Given the stunning back drop it’s not hard to see why Tour de France organisers chose Mont St Michel as the starting point for the 2016 Grand Boucle.
Yet the choice has rubbed salt in to the wounds of many locals, who are ironically subject to a strict ban on bikes – possibly the only one of its kind in the country.
Between the months of May and September no one is allowed to access Mont-St-Michel by bike, between the hours of 10am and 6pm.
The ban was brought in in 2015 after the opening of a new pedestrian bridge, which is reserved for the shuttle bus service and horse and carriages. Bicycles were banned from the Mont because authorities believed they would make life more difficult for the hordes of pedestrian visitors.
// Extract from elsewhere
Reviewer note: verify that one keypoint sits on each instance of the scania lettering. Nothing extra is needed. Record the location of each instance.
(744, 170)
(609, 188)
Yet on Saturday locals will have to watch on as hundreds of professional cyclists head off on the “greatest cycle race in the world” from the foot of the hill top abbey.
Locals and cycling associations have slammed the hypocrisy of the decision.
“Mont-St-Michel, the least cycle-friendly place in France welcomes the Tour de France. It’s ridiculous,” said Jean-Michel-Blanchet the president of a local cycling association Velocité.
The association Vélocité has long fought for the Unesco World Heritage site to be open to cyclists and believes Mont-St-Michel is the only place in France that bans cyclists.
Blanchet said he could understand the ban in July and August but not May, June and September.
“This is a problem for locals who go to work by bike and also for tourists on cycling holidays,” Blanchet said.
Jean-Yves Lebrec a resident of Mont-St-Michel said: “Authorities make use of the Mont-St-Michel for all kinds of occasions but have no interest in the reality of daily life here.
“They have a total lack of knowledge of what is going on,” he said.
Disgruntled locals are expected to make their feelings known on Saturday though they have promised not to follow the example of France's protesting farmers or trade unions and block the road with piles of burning bicycle tyres.